Glenn Martens takes the Margiela legacy by its horns

How better to mark a new era than a debut collection like this one?

This season’s been heavy with goodbyes and hellos, but yesterday’s show didn’t just enter the room, it blew the doors off the hinges. Glenn Martens’ debut collection for Maison Margiela shows us exactly why he was bestowed the crown of Creative Director. Galliano left behind a legacy and a pair of gaping shoes, ones most wouldn’t dare step into. But Martens doesn’t play dress-up. He builds his own, from the (tabi) sole up. Daring, dark, and “brut” in its construction (to quote Martin himself), Martens truly outdid himself with a collection that we’re sure will be marked as one of the most enthralling debuts to grace the runway.

Martens’ collection is clad with anonymous face veils, taking Margiela’s iconic masks and reinterpreting them through a bedazzling symphony of gems, bronzed metal, and fabric ornamentation.

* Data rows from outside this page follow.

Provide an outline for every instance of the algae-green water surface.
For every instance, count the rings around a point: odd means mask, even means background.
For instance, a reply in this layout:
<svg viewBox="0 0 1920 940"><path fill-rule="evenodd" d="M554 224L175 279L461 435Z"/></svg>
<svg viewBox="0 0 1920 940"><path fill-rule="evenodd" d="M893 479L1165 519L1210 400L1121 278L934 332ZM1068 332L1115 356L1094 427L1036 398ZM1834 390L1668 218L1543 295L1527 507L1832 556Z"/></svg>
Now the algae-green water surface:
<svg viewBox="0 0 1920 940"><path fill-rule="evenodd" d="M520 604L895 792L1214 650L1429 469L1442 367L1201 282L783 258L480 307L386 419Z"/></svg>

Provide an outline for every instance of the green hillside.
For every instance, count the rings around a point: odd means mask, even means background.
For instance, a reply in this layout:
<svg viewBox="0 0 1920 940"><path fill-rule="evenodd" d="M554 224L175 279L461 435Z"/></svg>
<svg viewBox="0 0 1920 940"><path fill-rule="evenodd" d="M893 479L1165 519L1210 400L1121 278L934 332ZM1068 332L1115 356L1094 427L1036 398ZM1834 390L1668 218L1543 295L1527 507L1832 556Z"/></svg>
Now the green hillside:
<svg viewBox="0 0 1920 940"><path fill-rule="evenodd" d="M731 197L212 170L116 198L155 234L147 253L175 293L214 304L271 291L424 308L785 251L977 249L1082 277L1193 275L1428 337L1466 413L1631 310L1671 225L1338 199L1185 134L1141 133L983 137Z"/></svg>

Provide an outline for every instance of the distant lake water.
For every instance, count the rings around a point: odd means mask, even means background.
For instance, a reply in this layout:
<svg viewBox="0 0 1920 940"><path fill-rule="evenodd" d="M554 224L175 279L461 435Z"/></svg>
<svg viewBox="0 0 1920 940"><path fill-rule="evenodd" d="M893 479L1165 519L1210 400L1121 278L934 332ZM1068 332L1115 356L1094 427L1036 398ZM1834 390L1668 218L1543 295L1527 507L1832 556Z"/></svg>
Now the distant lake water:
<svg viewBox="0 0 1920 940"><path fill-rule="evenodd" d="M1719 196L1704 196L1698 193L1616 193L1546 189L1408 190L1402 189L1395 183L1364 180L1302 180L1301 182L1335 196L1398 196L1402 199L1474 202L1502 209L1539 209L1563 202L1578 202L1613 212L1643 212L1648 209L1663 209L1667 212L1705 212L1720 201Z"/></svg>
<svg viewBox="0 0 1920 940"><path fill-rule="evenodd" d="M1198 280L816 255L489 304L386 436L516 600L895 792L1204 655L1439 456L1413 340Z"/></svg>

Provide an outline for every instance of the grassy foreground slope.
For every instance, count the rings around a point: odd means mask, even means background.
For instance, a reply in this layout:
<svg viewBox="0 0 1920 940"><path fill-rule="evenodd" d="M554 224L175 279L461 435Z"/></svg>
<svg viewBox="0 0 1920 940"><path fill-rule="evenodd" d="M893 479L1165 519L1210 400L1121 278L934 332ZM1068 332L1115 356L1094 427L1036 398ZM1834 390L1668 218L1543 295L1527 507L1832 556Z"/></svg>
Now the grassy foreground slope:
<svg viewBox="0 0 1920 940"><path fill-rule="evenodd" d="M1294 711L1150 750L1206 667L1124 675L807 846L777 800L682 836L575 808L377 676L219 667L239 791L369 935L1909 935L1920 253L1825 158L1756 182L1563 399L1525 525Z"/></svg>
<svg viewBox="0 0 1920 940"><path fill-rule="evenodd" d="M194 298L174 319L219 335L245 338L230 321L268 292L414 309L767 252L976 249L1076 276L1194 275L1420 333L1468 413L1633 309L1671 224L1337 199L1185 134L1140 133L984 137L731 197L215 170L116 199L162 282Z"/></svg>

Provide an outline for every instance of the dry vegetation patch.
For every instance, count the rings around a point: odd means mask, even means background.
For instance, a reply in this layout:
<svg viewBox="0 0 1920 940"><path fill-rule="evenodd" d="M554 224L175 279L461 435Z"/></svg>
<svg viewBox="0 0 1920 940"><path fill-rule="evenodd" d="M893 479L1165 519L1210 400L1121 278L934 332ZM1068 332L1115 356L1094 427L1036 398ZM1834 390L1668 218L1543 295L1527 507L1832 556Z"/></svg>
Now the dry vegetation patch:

Despite their delicate appearance, a large part of the material was thrifted, echoing Martens’ sentiment of exemplifying different forms of opulence and richness through the use of accessible materials. Somewhat brooding but nevertheless bewitching, with crimson claws against black and brown fabrics, the masked seraphims parade the runway. Crunched up shimmering golden gowns, head-to-toe sheer plastic, and a sculptural silvery dress with a cowl akin to an ancient geode were just some of the few looks that had our eyes completely transfixed. Most striking was the all-white gown – a ghastly shadow made visible with porous silk and blurring the line between where the flesh began and fabric ended. From the re-purposed belts to being held at the same location as Martin’s final show in 2009, the genuflections to Martin Margiela continue, without Martens losing himself in it. Not to mention the doll-like corsetry, winking at the theatrical flair of Galliano’s SS24 collection, his porcelain-emulating finale at the house.

This debut proves Martens’ ability to innovate without eclipsing the legacy that precedes him, instead weaving his own vision seamlessly into the fabric of Margiela’s storied past. Overall, his collection sings to us, chiming Martens’ approach while championing the Maison Margiela signatures we love, and in its chorus, a tale of a promising future. So buckle up, strap in and let Glenn Martens handle the rest.